A team at the Carnegie Institution for Science in the US who analysed 10 Martian meteorites, which span 4.2 billion years of the planet's history, found that carbon present in the rocks came from the Red Planet and was not the result of contamination on Earth.
The Martian rocks analysed by the team including the new Tissint meteorite that fell into the Moroccan desert in 2011.
But the research, details of which have been published in the journal Science, also shows that the Martian carbon did not come from life forms.
Instead, the scientists believe that the "reduced carbon" -- carbon that is chemically bonded to hydrogen or itself -- in the meteorites was created by volcanic activity on Mars.
This is evidence "that Mars has been undertaking organic chemistry for most of its history," they argued.

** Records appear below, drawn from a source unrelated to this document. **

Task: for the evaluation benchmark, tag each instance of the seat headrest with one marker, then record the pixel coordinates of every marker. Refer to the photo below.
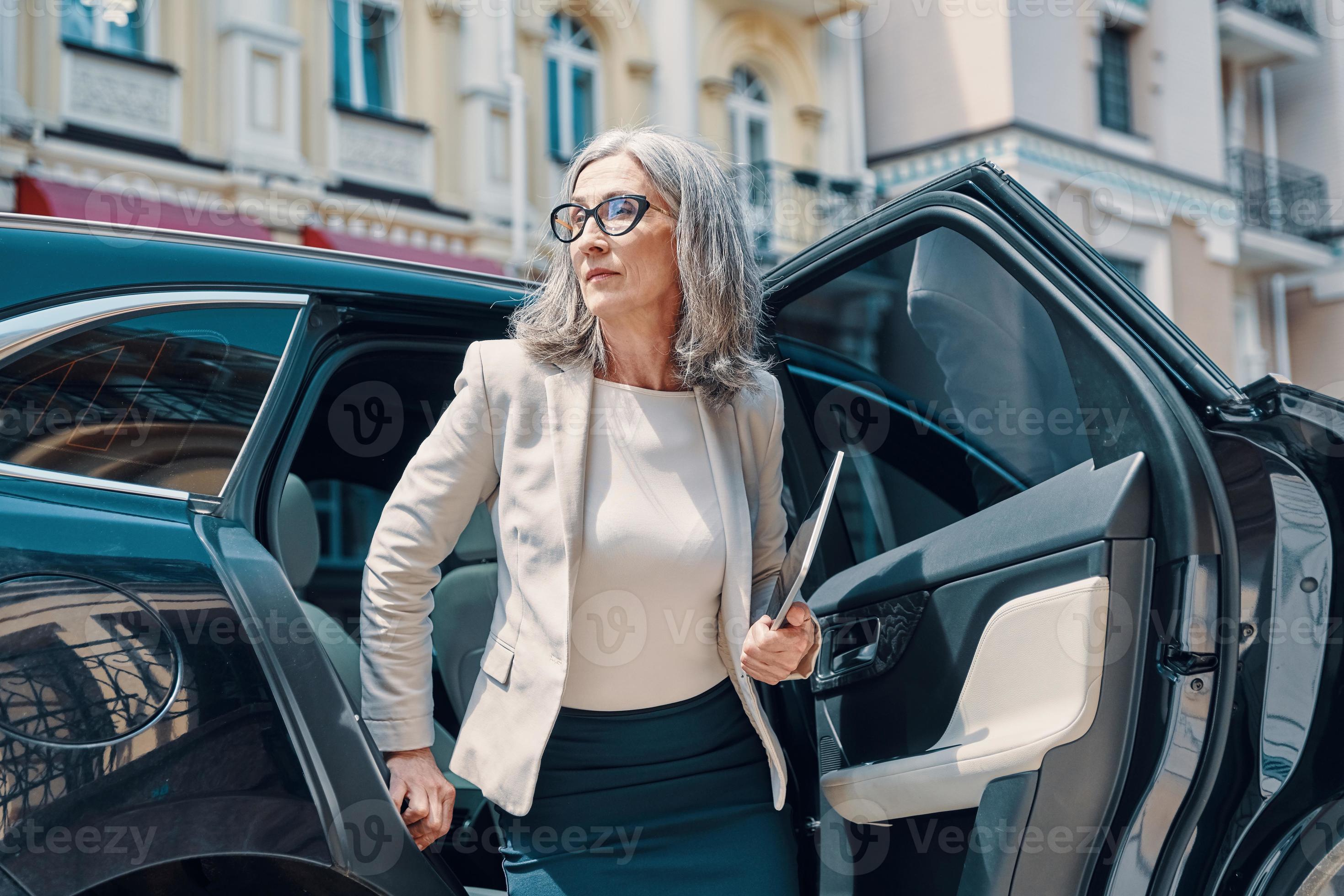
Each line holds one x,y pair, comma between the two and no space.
299,540
477,539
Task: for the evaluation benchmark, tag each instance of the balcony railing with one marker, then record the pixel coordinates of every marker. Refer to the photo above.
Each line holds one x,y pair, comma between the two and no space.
1295,14
789,208
1279,197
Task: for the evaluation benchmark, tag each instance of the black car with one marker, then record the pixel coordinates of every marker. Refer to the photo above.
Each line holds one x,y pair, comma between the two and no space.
197,436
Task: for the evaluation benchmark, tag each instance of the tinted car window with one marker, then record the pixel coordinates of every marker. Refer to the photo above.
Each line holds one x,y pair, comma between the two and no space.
942,378
163,400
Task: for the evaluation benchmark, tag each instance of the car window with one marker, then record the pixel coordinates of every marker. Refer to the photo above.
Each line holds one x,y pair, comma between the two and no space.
163,400
942,378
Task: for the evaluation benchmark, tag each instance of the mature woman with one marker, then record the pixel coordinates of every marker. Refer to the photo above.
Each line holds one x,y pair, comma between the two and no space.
628,444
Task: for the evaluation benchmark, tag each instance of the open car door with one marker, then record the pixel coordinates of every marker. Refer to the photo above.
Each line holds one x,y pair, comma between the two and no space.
1019,590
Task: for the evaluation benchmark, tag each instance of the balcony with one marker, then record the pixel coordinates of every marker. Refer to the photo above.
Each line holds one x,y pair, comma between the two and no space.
788,208
1257,32
121,95
1284,210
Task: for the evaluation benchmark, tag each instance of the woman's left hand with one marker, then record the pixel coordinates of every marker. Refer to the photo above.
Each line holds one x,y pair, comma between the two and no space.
772,656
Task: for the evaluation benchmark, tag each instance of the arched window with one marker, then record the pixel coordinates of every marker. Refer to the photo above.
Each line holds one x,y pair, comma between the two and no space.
118,26
749,113
749,123
572,82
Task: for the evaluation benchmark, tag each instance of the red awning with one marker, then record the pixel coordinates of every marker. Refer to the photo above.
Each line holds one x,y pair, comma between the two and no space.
52,198
323,238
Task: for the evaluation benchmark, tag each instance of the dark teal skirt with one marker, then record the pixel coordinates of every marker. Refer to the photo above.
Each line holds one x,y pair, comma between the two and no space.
669,800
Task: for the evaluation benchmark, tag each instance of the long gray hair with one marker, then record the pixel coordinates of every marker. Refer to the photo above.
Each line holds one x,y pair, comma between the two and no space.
719,336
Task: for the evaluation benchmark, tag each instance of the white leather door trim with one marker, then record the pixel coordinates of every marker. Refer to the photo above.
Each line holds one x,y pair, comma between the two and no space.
1033,686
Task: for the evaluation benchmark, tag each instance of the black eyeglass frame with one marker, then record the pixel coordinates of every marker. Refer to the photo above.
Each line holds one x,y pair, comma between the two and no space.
642,205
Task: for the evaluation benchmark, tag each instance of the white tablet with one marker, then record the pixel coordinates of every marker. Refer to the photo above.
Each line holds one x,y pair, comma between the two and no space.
799,559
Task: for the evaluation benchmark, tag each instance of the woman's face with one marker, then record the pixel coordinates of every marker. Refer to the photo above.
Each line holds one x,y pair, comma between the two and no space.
631,277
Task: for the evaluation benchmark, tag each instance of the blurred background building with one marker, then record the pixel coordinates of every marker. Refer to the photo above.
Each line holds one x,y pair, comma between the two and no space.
424,129
1194,143
1198,144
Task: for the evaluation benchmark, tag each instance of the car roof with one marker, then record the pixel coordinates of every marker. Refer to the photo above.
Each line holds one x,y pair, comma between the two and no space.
45,257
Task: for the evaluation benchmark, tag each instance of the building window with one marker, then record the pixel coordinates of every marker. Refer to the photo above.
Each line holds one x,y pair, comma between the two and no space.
363,65
109,25
749,116
572,65
749,124
1131,271
500,149
1113,93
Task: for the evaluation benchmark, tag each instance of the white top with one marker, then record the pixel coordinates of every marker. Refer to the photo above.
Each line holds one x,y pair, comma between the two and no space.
644,626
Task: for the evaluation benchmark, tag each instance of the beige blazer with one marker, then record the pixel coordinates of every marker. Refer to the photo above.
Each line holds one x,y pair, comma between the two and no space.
515,437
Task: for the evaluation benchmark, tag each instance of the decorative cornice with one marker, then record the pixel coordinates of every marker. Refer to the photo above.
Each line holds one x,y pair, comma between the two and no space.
717,88
440,9
642,69
809,116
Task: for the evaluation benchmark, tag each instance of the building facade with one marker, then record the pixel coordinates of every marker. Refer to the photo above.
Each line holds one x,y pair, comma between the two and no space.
425,129
1191,143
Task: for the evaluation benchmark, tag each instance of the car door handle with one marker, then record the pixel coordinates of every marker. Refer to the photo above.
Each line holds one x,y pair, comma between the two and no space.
854,659
852,645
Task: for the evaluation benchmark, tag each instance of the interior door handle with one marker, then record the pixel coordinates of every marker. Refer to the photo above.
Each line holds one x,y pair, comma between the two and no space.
852,646
854,659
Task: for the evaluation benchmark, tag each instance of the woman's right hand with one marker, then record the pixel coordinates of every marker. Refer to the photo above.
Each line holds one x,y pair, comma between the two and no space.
417,777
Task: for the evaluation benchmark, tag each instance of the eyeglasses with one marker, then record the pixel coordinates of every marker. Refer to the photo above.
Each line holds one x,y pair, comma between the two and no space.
616,215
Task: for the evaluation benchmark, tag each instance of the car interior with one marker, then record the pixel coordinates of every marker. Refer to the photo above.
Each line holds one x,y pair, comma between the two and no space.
1018,495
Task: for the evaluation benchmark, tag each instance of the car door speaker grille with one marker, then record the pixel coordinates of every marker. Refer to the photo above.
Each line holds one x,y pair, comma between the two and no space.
828,754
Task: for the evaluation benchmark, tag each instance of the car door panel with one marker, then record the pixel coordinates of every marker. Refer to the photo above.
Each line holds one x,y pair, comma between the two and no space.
1004,668
82,763
978,612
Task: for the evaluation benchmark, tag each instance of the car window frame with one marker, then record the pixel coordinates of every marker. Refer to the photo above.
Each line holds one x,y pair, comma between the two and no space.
29,331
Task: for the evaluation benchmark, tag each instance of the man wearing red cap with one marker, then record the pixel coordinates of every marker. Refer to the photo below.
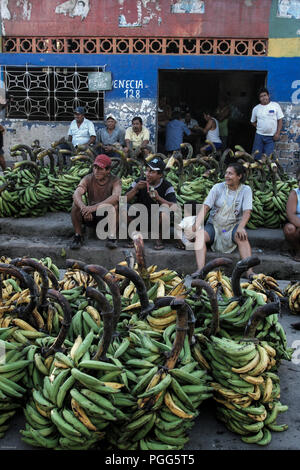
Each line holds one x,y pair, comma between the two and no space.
103,191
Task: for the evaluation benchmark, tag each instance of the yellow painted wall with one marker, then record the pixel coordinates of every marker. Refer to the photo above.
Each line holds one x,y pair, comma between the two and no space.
284,47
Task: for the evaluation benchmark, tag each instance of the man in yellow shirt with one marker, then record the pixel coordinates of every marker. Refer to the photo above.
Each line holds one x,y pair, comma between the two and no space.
136,136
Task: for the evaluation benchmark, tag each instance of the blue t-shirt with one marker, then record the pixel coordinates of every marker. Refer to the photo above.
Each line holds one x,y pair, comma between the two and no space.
174,134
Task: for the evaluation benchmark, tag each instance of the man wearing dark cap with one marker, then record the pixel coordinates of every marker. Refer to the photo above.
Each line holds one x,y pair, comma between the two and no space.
103,191
110,136
152,191
81,130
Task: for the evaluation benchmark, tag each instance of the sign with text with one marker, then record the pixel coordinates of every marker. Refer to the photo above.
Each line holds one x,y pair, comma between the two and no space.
100,81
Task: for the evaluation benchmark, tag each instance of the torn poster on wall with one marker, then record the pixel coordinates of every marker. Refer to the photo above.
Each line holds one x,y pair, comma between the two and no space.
74,8
188,6
288,9
146,11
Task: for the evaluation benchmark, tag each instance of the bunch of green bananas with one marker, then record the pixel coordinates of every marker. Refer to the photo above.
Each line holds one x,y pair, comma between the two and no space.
246,387
64,186
269,205
197,190
292,291
13,365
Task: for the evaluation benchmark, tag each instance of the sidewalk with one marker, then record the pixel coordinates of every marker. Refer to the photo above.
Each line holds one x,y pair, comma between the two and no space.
50,235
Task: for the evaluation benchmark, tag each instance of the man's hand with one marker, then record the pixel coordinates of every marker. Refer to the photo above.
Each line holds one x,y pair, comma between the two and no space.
154,195
87,211
241,234
140,185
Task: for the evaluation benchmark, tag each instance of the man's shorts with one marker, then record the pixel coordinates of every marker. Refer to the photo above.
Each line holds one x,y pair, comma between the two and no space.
94,222
209,228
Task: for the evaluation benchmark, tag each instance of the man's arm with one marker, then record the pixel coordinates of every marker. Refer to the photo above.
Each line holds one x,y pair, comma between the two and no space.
77,197
291,207
276,136
207,127
241,231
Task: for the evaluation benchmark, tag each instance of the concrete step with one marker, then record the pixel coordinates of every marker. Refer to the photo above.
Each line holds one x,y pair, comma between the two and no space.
58,224
94,251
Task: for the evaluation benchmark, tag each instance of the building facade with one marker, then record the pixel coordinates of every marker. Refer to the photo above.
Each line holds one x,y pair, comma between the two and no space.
191,52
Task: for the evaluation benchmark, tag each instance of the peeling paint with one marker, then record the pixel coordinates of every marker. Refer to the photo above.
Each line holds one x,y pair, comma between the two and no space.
74,8
146,11
27,7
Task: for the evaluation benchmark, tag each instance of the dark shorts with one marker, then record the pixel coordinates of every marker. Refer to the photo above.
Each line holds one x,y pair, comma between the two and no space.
94,222
209,228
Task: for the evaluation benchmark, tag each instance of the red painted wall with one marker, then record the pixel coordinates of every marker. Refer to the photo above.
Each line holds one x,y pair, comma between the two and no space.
222,18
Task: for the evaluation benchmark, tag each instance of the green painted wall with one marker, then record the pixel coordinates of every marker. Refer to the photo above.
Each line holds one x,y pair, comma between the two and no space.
284,27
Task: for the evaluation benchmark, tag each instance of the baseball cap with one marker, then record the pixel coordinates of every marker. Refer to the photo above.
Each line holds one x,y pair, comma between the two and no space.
111,116
102,160
79,110
156,164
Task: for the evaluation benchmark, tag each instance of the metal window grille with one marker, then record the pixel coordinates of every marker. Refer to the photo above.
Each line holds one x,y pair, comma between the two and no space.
137,45
51,93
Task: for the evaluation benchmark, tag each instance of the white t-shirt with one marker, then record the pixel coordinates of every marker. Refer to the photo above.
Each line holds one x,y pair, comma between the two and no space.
216,198
81,135
266,117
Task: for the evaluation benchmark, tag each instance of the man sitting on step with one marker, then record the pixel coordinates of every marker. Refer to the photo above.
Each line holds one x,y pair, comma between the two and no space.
103,191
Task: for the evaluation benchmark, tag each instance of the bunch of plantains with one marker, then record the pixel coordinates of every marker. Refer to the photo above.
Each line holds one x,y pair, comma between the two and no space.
125,358
292,291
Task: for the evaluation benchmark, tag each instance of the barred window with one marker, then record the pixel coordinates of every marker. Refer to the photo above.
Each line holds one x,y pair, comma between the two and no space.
51,93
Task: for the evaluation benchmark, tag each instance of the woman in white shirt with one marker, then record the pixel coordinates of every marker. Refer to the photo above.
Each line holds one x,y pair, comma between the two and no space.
230,205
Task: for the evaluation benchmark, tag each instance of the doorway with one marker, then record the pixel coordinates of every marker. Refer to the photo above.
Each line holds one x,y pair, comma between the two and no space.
201,90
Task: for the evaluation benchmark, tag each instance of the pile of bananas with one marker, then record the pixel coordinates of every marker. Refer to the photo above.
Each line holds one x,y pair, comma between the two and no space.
292,291
269,205
246,387
125,358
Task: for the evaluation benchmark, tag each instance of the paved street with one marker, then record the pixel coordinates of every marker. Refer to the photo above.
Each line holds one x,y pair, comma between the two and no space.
210,434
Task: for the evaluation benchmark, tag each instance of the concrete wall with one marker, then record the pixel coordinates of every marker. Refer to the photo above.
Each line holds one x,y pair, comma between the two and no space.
230,18
135,92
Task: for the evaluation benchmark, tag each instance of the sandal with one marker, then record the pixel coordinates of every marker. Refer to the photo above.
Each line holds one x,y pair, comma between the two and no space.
129,245
159,245
180,246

The team's leader Dr Andrew Steele told BBC News: "For about the last 40 years we have been looking for a pool of what is called 'reduced carbon' on Mars, trying to find where it is, if it's there, asking "does it exist?"
"Without carbon, the building blocks of life cannot exist... So it is reduced carbon that, with hydrogen, with oxygen, with nitrogen make up the organic molecules of life."
He said the new analysis has answered the first question.
"This research shows, yes -- it does exist on Mars and now we are moving to the next set of questions.
"What happened to it, what was its fate, did it take the next step of creating life on Mars?"
He hoped the next mission to land on the Red Planet -- the Mars Science Laboratory, also known as the "Curiosity" rover -- will shed more light on the big question.
"The question 'are we alone' has been a big driver of science but it relates back to our own origins on this planet. If there is no life on Mars, why? It allow us to make a more informed hypothesis about why life is here."
"We'll see if there are hints that Mars is not a dead planet," Steele added.